Planetary Group Seminar: Debris disks: Comets, asteroids, and dust around stars (A. Krivov)

  • Date: May 10, 2016
  • Time: 02:00 PM - 03:00 PM (Local Time Germany)
  • Speaker: Alexander Krivov
  • Astrophysical Institute and University Observatory Friedrich Schiller University Jena
  • Location: MPS
  • Room: Auditorium
  • Host: Urs Mall
Planetary Group Seminar: Debris disks: Comets, asteroids, and dust around stars (A. Krivov)

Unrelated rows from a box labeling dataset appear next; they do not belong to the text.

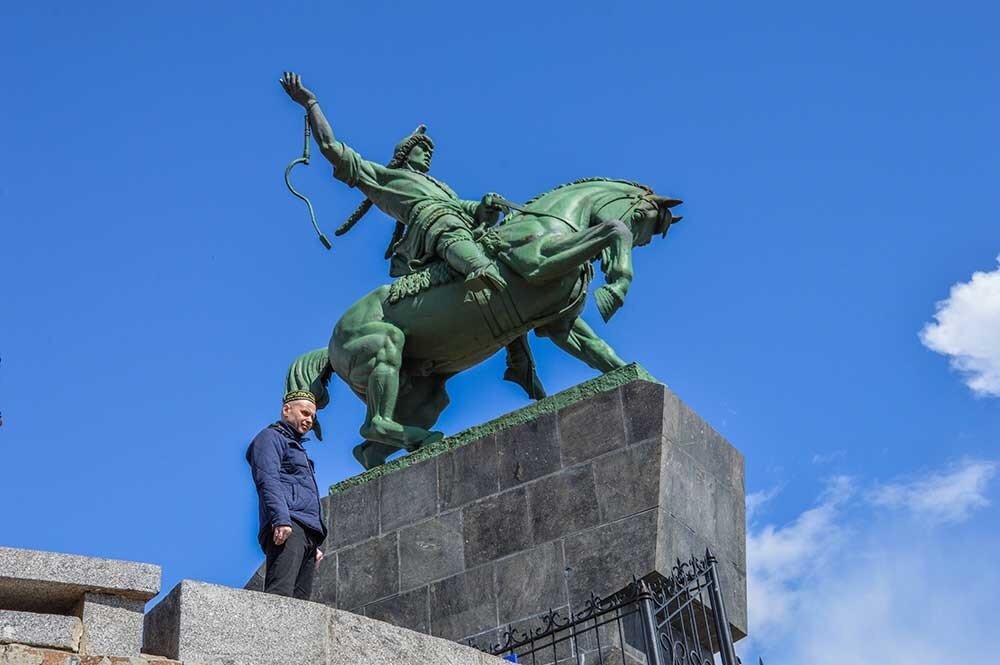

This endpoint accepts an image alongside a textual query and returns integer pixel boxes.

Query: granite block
[336,533,399,611]
[0,610,83,652]
[676,403,743,491]
[462,487,532,567]
[660,445,719,537]
[564,509,658,607]
[379,459,437,534]
[399,510,465,591]
[0,547,160,614]
[430,564,497,640]
[80,593,146,656]
[594,438,662,522]
[527,464,600,543]
[326,610,505,665]
[496,541,568,625]
[621,381,670,444]
[365,586,431,633]
[326,480,379,548]
[142,576,179,658]
[145,580,335,665]
[310,550,339,607]
[438,434,500,511]
[497,413,561,489]
[559,390,625,466]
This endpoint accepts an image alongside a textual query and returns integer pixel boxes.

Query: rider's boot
[444,239,507,291]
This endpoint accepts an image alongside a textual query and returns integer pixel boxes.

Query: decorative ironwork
[469,551,740,665]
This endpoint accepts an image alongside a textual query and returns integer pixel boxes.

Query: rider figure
[281,73,507,290]
[281,72,545,399]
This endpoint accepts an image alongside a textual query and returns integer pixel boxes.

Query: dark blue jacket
[247,421,326,543]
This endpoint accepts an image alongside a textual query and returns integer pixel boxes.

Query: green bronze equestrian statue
[281,72,545,399]
[281,73,681,469]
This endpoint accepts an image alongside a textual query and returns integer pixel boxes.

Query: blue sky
[0,1,1000,663]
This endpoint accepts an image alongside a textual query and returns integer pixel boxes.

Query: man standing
[246,390,326,600]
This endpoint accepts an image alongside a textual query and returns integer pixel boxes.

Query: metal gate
[470,551,739,665]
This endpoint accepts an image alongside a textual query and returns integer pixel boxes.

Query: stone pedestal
[143,580,503,665]
[0,547,160,656]
[248,365,747,643]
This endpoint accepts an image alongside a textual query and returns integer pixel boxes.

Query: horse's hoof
[406,427,444,453]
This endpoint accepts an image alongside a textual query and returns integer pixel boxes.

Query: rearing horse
[286,178,680,469]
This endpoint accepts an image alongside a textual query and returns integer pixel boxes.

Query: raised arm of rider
[308,100,344,166]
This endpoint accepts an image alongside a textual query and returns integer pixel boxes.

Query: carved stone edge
[330,363,660,494]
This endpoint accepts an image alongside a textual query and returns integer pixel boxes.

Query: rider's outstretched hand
[279,72,316,107]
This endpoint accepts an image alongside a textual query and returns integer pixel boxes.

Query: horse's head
[627,193,683,247]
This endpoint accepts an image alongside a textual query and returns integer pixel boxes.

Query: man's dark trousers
[261,520,317,600]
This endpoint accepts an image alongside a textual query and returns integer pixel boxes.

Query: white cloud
[737,463,1000,665]
[870,460,997,523]
[746,487,781,522]
[920,256,1000,397]
[813,450,847,464]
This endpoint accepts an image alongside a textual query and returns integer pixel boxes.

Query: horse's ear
[653,194,684,208]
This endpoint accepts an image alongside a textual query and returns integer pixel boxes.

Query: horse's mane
[524,177,653,206]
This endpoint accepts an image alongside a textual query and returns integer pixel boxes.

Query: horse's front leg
[501,219,632,284]
[594,222,633,322]
[535,317,627,373]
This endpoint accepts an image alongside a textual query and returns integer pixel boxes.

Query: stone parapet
[0,644,182,665]
[0,547,160,657]
[0,610,83,653]
[143,580,503,665]
[248,366,747,642]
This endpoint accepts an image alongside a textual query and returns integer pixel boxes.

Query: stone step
[143,580,504,665]
[0,610,83,653]
[0,547,160,656]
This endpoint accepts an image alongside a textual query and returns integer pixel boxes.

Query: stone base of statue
[247,365,747,644]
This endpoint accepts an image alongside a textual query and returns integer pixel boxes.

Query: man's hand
[476,192,507,228]
[279,72,316,108]
[274,526,292,545]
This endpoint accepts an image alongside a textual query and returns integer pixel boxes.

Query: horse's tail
[285,347,333,441]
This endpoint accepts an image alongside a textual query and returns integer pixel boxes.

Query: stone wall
[248,366,746,643]
[0,547,160,656]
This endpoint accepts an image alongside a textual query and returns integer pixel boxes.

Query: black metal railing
[470,552,739,665]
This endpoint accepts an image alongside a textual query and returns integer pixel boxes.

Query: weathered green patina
[282,73,680,469]
[330,363,660,494]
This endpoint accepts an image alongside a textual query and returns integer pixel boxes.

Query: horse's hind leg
[354,376,449,469]
[341,321,440,464]
[535,315,625,372]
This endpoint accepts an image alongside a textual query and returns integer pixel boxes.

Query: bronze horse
[286,178,681,469]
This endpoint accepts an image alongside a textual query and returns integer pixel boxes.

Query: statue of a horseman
[281,73,680,469]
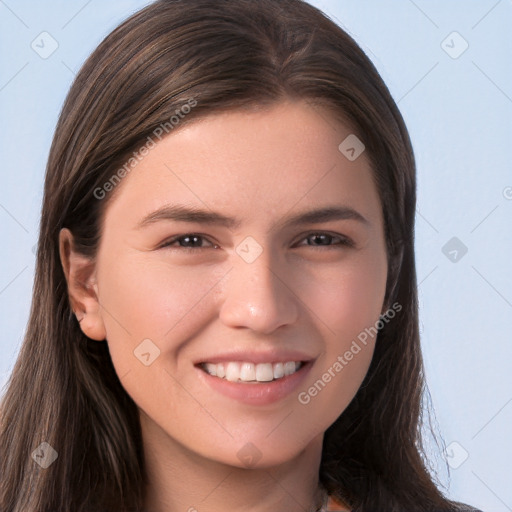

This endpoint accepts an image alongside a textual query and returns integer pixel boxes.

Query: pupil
[313,235,330,245]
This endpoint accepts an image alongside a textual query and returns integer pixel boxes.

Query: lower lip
[195,361,313,405]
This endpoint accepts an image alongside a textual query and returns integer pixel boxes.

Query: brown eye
[160,233,218,250]
[301,232,354,249]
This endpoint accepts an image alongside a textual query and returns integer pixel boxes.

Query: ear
[59,228,106,341]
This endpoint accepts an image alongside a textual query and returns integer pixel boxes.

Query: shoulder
[326,496,483,512]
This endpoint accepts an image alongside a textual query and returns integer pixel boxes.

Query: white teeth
[240,363,256,381]
[226,362,240,382]
[203,361,302,382]
[256,363,274,382]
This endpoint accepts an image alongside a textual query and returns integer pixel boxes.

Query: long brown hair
[0,0,468,512]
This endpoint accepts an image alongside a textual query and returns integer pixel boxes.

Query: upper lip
[194,349,315,365]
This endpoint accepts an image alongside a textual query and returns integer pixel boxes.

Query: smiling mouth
[197,361,305,384]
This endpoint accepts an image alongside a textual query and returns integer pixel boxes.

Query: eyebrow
[136,204,370,229]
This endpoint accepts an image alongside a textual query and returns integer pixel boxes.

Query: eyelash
[159,231,355,252]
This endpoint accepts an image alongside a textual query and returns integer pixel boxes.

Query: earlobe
[59,228,106,341]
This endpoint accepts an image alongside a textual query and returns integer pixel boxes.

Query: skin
[60,101,387,512]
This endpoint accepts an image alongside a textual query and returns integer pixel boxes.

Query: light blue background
[0,0,512,512]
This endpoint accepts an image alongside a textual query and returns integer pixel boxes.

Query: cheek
[303,255,386,340]
[98,255,222,362]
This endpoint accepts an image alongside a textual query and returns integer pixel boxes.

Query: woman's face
[73,102,387,467]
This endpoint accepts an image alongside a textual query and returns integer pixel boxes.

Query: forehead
[99,101,380,230]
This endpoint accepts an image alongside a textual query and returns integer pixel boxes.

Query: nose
[220,249,300,334]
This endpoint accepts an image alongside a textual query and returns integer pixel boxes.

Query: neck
[141,415,323,512]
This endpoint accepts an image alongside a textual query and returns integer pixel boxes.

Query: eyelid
[158,230,356,251]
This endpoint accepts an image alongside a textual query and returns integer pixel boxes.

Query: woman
[0,0,484,512]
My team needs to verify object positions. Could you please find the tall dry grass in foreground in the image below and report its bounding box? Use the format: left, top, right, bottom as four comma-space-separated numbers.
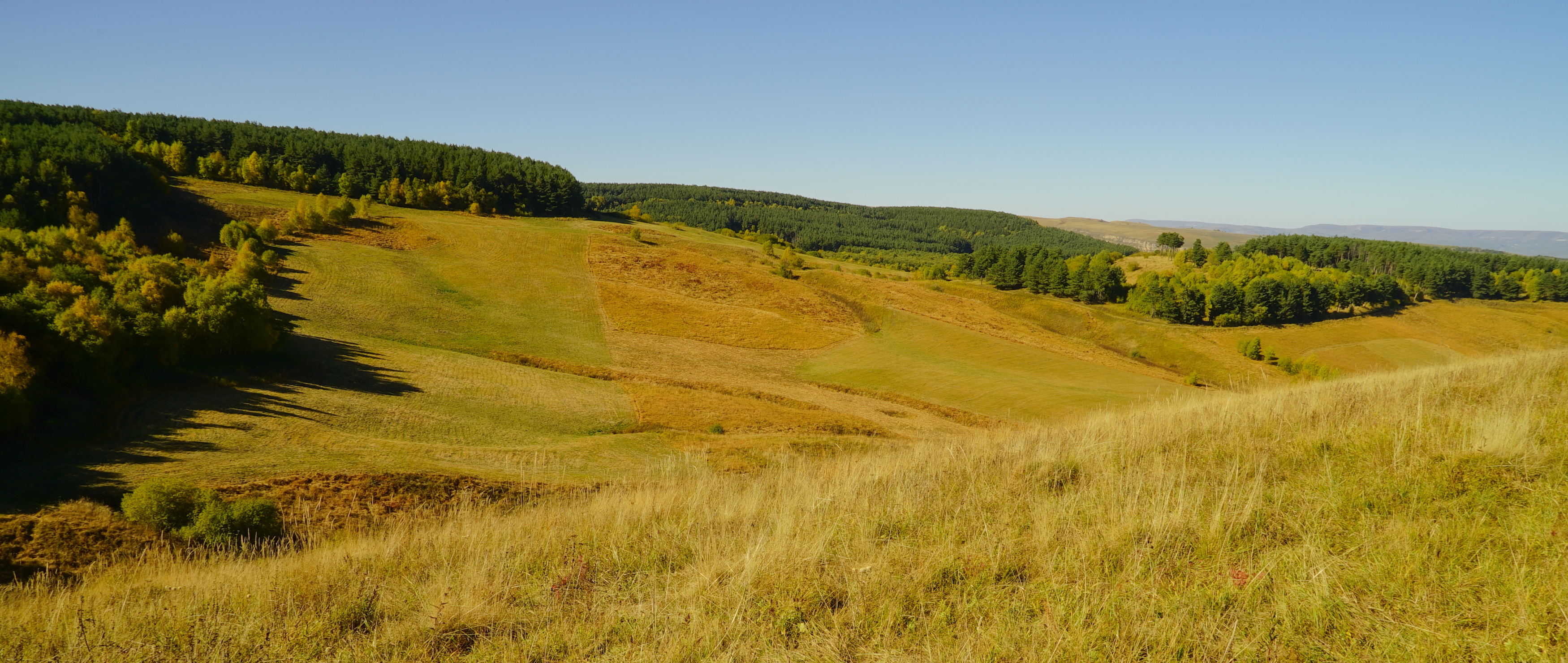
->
0, 353, 1568, 661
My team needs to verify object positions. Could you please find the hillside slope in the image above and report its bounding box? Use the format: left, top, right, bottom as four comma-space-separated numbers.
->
8, 180, 1568, 501
0, 351, 1568, 661
1025, 216, 1256, 251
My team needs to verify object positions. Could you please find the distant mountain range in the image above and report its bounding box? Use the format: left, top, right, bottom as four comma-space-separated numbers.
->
1128, 219, 1568, 259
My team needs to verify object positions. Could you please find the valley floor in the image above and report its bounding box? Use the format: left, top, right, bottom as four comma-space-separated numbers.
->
8, 180, 1568, 506
0, 351, 1568, 661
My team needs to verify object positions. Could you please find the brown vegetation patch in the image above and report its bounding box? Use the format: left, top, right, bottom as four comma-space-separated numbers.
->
599, 281, 853, 350
0, 500, 160, 582
624, 382, 892, 437
588, 235, 859, 331
811, 382, 997, 426
215, 472, 598, 531
295, 216, 441, 251
491, 351, 820, 409
806, 269, 1176, 381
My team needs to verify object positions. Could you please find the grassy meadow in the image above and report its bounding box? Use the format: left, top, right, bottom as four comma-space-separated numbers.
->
0, 351, 1568, 661
21, 180, 1568, 506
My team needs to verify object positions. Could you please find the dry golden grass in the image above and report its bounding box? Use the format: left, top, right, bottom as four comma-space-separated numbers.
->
0, 351, 1568, 661
588, 235, 859, 331
624, 382, 889, 437
599, 281, 855, 350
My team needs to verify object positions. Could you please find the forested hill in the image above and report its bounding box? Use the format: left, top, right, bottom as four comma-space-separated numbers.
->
583, 184, 1134, 256
0, 100, 582, 222
1236, 235, 1568, 301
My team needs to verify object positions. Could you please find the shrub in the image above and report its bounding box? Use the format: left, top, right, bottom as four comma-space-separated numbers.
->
119, 478, 204, 530
179, 498, 284, 545
121, 478, 284, 545
218, 221, 256, 251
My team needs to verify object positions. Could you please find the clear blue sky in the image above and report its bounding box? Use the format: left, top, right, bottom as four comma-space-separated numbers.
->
0, 2, 1568, 231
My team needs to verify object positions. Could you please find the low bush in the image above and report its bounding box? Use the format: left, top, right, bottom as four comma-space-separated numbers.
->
121, 479, 282, 545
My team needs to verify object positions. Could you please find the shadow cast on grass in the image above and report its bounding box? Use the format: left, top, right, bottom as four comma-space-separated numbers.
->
0, 334, 419, 513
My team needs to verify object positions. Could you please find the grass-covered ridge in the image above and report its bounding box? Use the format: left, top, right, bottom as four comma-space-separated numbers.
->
0, 351, 1568, 661
583, 184, 1132, 256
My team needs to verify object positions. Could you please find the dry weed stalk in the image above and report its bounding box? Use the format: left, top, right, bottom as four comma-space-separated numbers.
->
0, 353, 1568, 661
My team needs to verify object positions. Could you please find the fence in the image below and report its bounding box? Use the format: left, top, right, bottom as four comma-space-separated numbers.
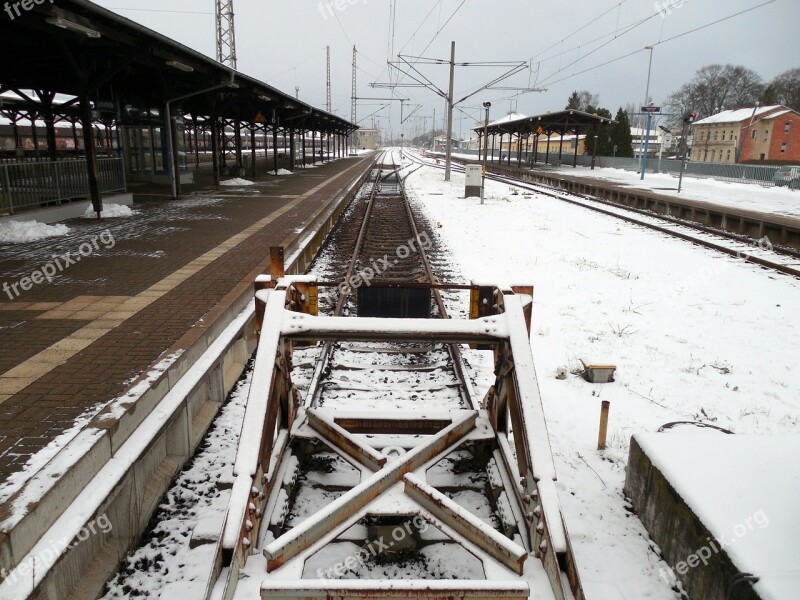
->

While planets are the most treasured outcome of the planet formation process, they are not the sole component of planetary systems.  Our solar system harbors numerous comets and asteroids, which represent left-over material that failed to grow into full-sized planets. Furthermore, the solar system is immersed in an ethereal sheet of dust that is continually replenished by these small bodies as a result of their mutual collisions, as well as tidal and thermal disintegration.  Over the last three decades, a similar view has been emerging for other stars.  The belts of left-over planetesimals and their dust, commonly referred to as debris disks, have now been found to be nearly as common around nearby stars as planets.  Most of the debris disks have been detected by thermal radiation of their dust in excess of the stellar photospheric emission, and about a hundred of dusty Kuiper-belt analogs have been spatially resolved in thermal emission of scattered light.  Also, gas emission has been detected in some of the younger disks and interpreted as outgassing of comets. Unlike in the solar system, the small bodies around other stars are not observable directly, yet some of their properties can be constrained from the observed dust emission through collisional and dynamical modeling.  The same applies to planets.  While possibilities of exoplanet detection techniques still remain very limited, the debris disk structure readily revealed by the resolved images can be used to pinpoint the perturbing planets and, as the debris likely traces the dynamical stability regions, can tell us where there are no planets.  Apart from the cold debris dust stemming from the Kuiper-belt analogs, warm dust is often seen closer to the stars.  This dust may be either a signature of asteroid belts or witness the inward transport from the exo-Kuiper belts.  Unluckily, this `exozodiacal' dust has also been realized as a potential obstacle for the upcoming terrestrial planet searches.  This talk will outline essential observational results on debris disks, summarize their basic physics, and show how the study of debris disks influences our understanding of planetary systems.